= Estrildis =

Mistress of King Locrinus of the Britons

Estrildis was the beloved mistress of King Locrinus of the Britons and the mother of his daughter Habren, according to the 12th-century chronicler Geoffrey of Monmouth.

== Medieval literature ==
In Geoffrey's pseudohistorical Historia Regum Britanniae (History of the Kings of Britain), Estrildis, the daughter of a king in Germania, was brought to Britain as a captive of Chief Humber the Hun during his invasion following the death of King Brutus. Eventually Humber's Huns were defeated by Brutus' three sons, the eldest of whom—Locrinus—fell in love with the beautiful Germanic princess upon discovering her in one of Humber's ships.

Locrinus was forced to honour his prior betrothal to Gwendolen, the daughter of King Corineus of Cornwall, but kept Estrildis as his mistress. For seven years he secretly visited her in a cave beneath Trinovantum (London, i.e., "New Troy"), where she was cared for by servants. Estrildis bore him a daughter, Habren.

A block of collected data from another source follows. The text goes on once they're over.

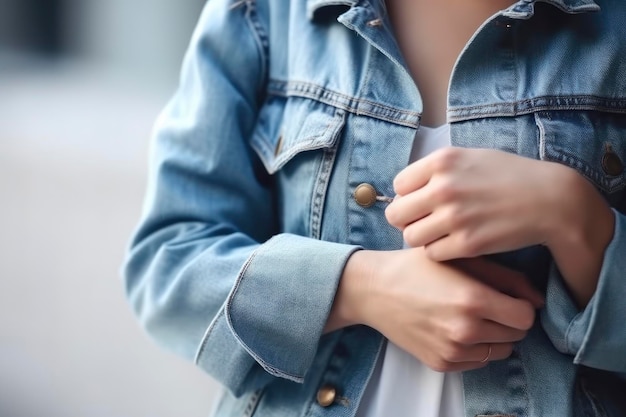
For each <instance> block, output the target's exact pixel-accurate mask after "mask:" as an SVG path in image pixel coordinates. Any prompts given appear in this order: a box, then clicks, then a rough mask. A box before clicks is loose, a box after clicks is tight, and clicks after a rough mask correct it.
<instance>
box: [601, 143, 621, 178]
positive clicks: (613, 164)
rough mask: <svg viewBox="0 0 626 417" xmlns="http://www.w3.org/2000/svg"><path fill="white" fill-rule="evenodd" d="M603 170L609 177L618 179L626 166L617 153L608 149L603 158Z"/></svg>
mask: <svg viewBox="0 0 626 417" xmlns="http://www.w3.org/2000/svg"><path fill="white" fill-rule="evenodd" d="M602 169H603V170H604V172H606V173H607V174H608V175H611V176H613V177H616V176H618V175H620V174H621V173H622V172H623V171H624V164H623V163H622V160H621V159H619V156H618V155H617V154H616V153H615V152H613V151H612V150H611V149H608V150H607V151H606V152H605V153H604V155H603V156H602Z"/></svg>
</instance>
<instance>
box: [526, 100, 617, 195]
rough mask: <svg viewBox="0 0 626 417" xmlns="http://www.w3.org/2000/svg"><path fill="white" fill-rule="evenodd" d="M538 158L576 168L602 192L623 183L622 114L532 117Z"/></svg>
mask: <svg viewBox="0 0 626 417" xmlns="http://www.w3.org/2000/svg"><path fill="white" fill-rule="evenodd" d="M535 118H536V121H537V125H538V126H539V132H540V152H541V159H544V160H546V161H553V162H560V163H562V164H565V165H568V166H569V167H571V168H574V169H576V170H577V171H578V172H579V173H580V174H582V175H583V176H585V177H586V178H587V179H588V180H590V181H591V182H593V183H594V184H595V185H596V187H598V188H599V189H600V190H602V191H603V192H605V193H607V194H610V193H614V192H616V191H619V190H621V189H623V188H624V186H625V185H626V170H625V169H624V162H625V161H626V117H624V115H619V114H612V113H602V112H584V111H576V112H569V111H561V112H540V113H537V114H536V116H535Z"/></svg>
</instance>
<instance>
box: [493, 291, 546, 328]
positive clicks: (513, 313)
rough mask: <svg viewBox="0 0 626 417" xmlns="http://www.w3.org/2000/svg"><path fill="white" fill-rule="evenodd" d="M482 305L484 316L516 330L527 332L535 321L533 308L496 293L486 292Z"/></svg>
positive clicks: (494, 292)
mask: <svg viewBox="0 0 626 417" xmlns="http://www.w3.org/2000/svg"><path fill="white" fill-rule="evenodd" d="M485 294H486V300H485V303H484V304H483V308H484V315H483V317H484V318H485V319H487V320H492V321H494V322H496V323H500V324H502V325H504V326H508V327H511V328H513V329H518V330H528V329H530V328H531V327H532V325H533V323H534V321H535V308H534V307H533V305H532V304H531V303H530V302H529V301H526V300H522V299H518V298H513V297H510V296H508V295H506V294H502V293H500V292H497V291H488V292H486V293H485Z"/></svg>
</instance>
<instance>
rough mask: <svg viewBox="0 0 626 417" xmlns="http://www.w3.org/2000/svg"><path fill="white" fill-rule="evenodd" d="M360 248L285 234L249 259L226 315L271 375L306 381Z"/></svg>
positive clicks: (239, 338)
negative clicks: (345, 269)
mask: <svg viewBox="0 0 626 417" xmlns="http://www.w3.org/2000/svg"><path fill="white" fill-rule="evenodd" d="M358 249H359V247H357V246H352V245H345V244H338V243H331V242H323V241H318V240H314V239H311V238H306V237H301V236H296V235H290V234H282V235H278V236H275V237H273V238H272V239H270V240H269V241H267V242H266V243H265V244H263V245H261V246H260V247H259V248H258V249H257V250H256V251H255V252H254V253H253V254H252V256H251V257H250V258H249V260H248V262H247V263H246V264H245V265H244V267H243V268H242V271H241V273H240V274H239V278H238V280H237V282H236V284H235V286H234V288H233V291H232V293H231V295H230V297H229V298H228V300H227V302H226V308H225V313H226V319H227V322H228V324H229V327H230V328H231V330H232V332H233V334H234V336H235V337H236V338H237V339H238V341H239V343H241V345H242V346H243V347H244V349H245V350H246V351H247V352H248V353H249V354H250V355H251V356H252V357H253V358H254V359H255V360H256V361H257V362H258V363H259V364H260V365H261V366H262V367H263V368H264V369H265V370H266V371H267V372H269V373H270V374H272V375H274V376H278V377H282V378H286V379H289V380H292V381H296V382H302V381H303V379H304V376H305V374H306V372H307V370H308V369H309V367H310V366H311V364H312V363H313V359H314V357H315V353H316V351H317V346H318V343H319V339H320V337H321V336H322V332H323V329H324V326H325V325H326V321H327V318H328V314H329V312H330V309H331V307H332V304H333V300H334V297H335V292H336V289H337V285H338V283H339V280H340V278H341V275H342V273H343V269H344V265H345V263H346V262H347V260H348V258H349V257H350V255H351V254H352V253H353V252H354V251H356V250H358Z"/></svg>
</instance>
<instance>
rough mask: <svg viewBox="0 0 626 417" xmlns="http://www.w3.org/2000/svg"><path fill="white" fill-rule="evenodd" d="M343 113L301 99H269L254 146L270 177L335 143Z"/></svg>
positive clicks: (342, 120)
mask: <svg viewBox="0 0 626 417" xmlns="http://www.w3.org/2000/svg"><path fill="white" fill-rule="evenodd" d="M344 120H345V117H344V112H343V111H342V110H339V109H336V108H334V107H331V106H327V105H324V104H322V103H319V102H316V101H313V100H309V99H302V98H285V97H276V96H273V97H270V98H269V99H268V100H267V102H266V103H265V105H264V106H263V107H262V109H261V111H260V113H259V117H258V119H257V126H256V129H255V132H254V135H253V136H252V138H251V146H252V148H253V149H254V150H255V151H256V153H257V154H258V155H259V158H260V159H261V161H262V162H263V165H264V166H265V169H266V170H267V172H268V173H269V174H275V173H276V172H278V171H279V170H280V169H281V168H283V166H285V164H287V163H288V162H289V161H291V160H292V159H294V157H296V156H297V155H299V154H301V153H303V152H306V151H314V150H319V149H330V148H332V147H334V145H335V144H336V142H337V140H338V137H339V136H340V132H341V130H342V128H343V125H344Z"/></svg>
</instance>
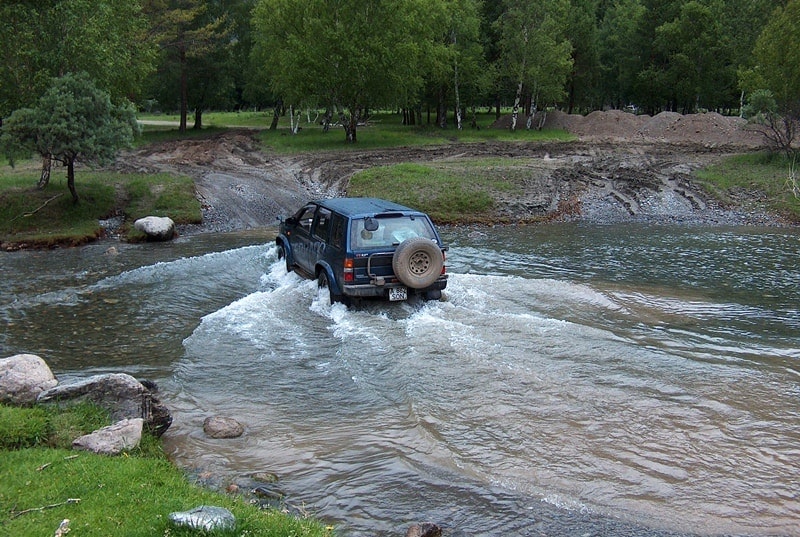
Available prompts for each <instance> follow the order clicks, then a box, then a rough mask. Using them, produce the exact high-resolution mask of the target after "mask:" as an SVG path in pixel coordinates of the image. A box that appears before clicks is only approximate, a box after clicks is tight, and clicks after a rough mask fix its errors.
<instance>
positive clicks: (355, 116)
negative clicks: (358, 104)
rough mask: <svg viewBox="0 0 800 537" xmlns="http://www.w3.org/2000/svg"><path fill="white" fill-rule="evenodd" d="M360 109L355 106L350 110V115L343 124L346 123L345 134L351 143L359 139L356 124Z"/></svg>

When Corineus died, Locrinus deserted Gwendolen and their son Maddan and declared Estrildis his queen. Gwendolen retaliated by raising a Cornish army against Locrinus and defeating him in battle; she then had Estrildis and her daughter, Habren, drowned in a river thereafter called Hafren in Welsh and Sabrina by the Romans (which is the River Severn in English).

== Post-medieval literature ==
Elstridis and her story feature in Elstrild by Charles Tilney (d. 1586), The Faerie Queene (1590) by Edmund Spenser, The Complaynt of Elstred (1593) by Thomas Lodge, and Locrine (1887) by Swinburne.

A variant of the story is told by Oliver Mathews, in which Estrildis is called Sŵs-wên, and Locrinus builds Caersws for her.

The story went on to inspire the folktale of Rosamund Clifford, mistress of King Henry II, being hidden in an underground labyrinth.

== Name ==
Her name is probably a Latinized form of the medieval name Estrild (Éastorhild), which survived in England only until the 12th century, according to the 1984 Oxford Dictionary of English Christian Names.